Но если для постороннего глаза разница между аристократами и буржуа была неуловима, то сами они хорошо в этом разбирались. Особенно тонким чутьем отличались женщины. Уж на что графиня Потоцкая была великосветская дама и к тому же замужем за одним из самых богатых и родовитых людей в Польше – ей не прощали ее «простого» происхождения. Ее отец, пан Комар, был, говорили, мелкий помещик, который в своем Тульчине или Умани торговал хлебом и еще чем-то, а потому Дельфина считалась выскочкой. Ее принимали в свете, она была его украшением, но, несмотря на сто тысяч годового дохода, получаемого Дельфиной, ей давали понять, что она не может стать, например, подругой герцогини Ловетт, урожденной Монморанси. Дельфину это не огорчало. Подругой урожденной Монморанси она и сама не хотела стать из-за скучного, придирчивого характера этой дамы, а если Дельфине нельзя было появляться при дворе, то она и здесь взяла реванш: принц, сын Луи-Филиппа, почти ежедневно сам бывал у нее в доме, восхищался ее пением, и не только пением. В конце концов он добился для графини Потоцкой приглашения во дворец. Это стало возможным после того, как Дельфина основала в Ницце монастырь для молодых польских паненок, откуда они выходили образованными, светски воспитанными и вполне готовыми для блестящего замужества.

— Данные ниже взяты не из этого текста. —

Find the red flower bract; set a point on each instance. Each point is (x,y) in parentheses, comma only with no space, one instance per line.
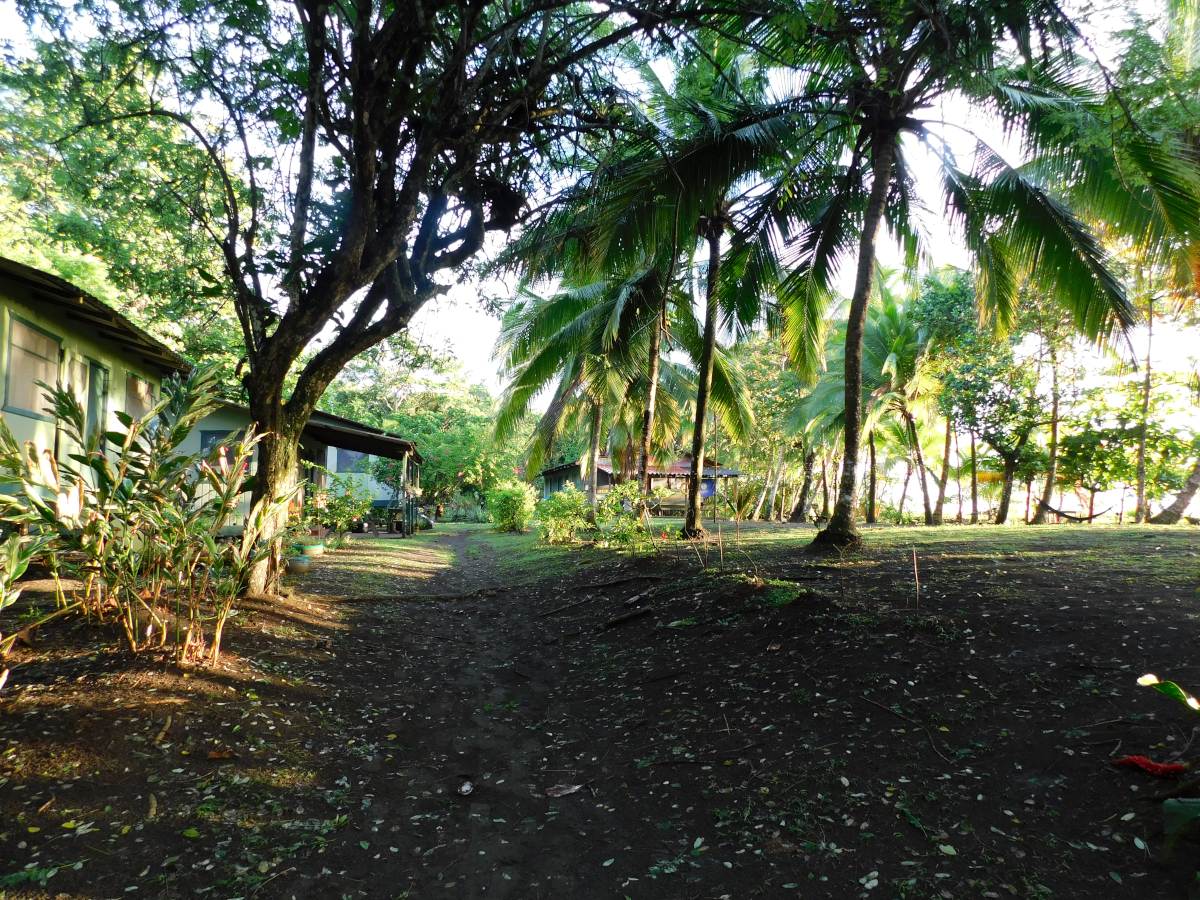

Шопен сразу узнал графиню Потоцкую. Правда, она была не так весела, как на карнавале в Дрездене, и держала себя гордо и неприступно. Что-то поистине царственное сквозило во веем ее облике, в гордо поднятой голове, в изгибе лебединой шеи, даже в складках тяжелого бархатного платья. Ее темные густые волосы были гладко причесаны – она не носила буклей, – губы не улыбались. Но большие, горячие глаза были такие же, как и в Дрездене, и они обожгли Фридерика. Художник Деларош ходил за ней по пятам. Он собирался писать с нее Мадонну и жадно изучал ее черты. Маленький, невзрачный, казавшийся гномом рядом с этой величественной красавицей, он, однако, не падал духом и настойчиво выражал ей свое внимание. Так что она в конце концов засмеялась и позволила вести себя к столу.
Завистницы Дельфины, – а их было немало, – говорили, что царственное величие – это роль, которую она с некоторого времени взяла на себя, а в действительности ее поклонникам не приходится жаловаться, ибо она принадлежит к тем милым женщинам, о которых пел Беранже:
Я добра, того не скрою,Просят – уступлю!
Фридерика она также сразу узнала и сердечно с ним поздоровалась. За столам они сидели рядом. Отмахнувшись от Делароша, она говорила с одним Фридериком, и ее высокомерная, горделивая манера сменилась другой – ласковой и сердечной. Она вновь стала той приветливой певуньей, которая предсказала Титу Войцеховскому разлуку с ней, а Шопену – скорую встречу. Она молодела от воспоминаний и даже на какой-то миг превратилась в ту Дельфинку, что пела в варшавском салоне, а потом играла в жмурки с другими подростками. Она расспрашивала Фридерика о родных, на глазах у нее блеснули слезы, когда, поднимая бокал, она шепнула ему: – За Варшаву!
Но стоило кому-нибудь из гостей заговорить с ней, как она снова превращалась в недоступную королеву. В ней было что-то таинственное, что именно – Шопен не мог понять. В ее лице, на редкость милом и симпатичном, в больших, горячих глазах, которые то темнели до полной, густой черноты, го прояснялись и казались три этом вишневыми, порой мелькало что-то печальное, почти скорбное. Шопен знал, что она в разводе с мужем, вернее – разъехалась с ним. Граф Мечислав Потоцкий не согласился на развод, но оставил ее в покое на некоторое время.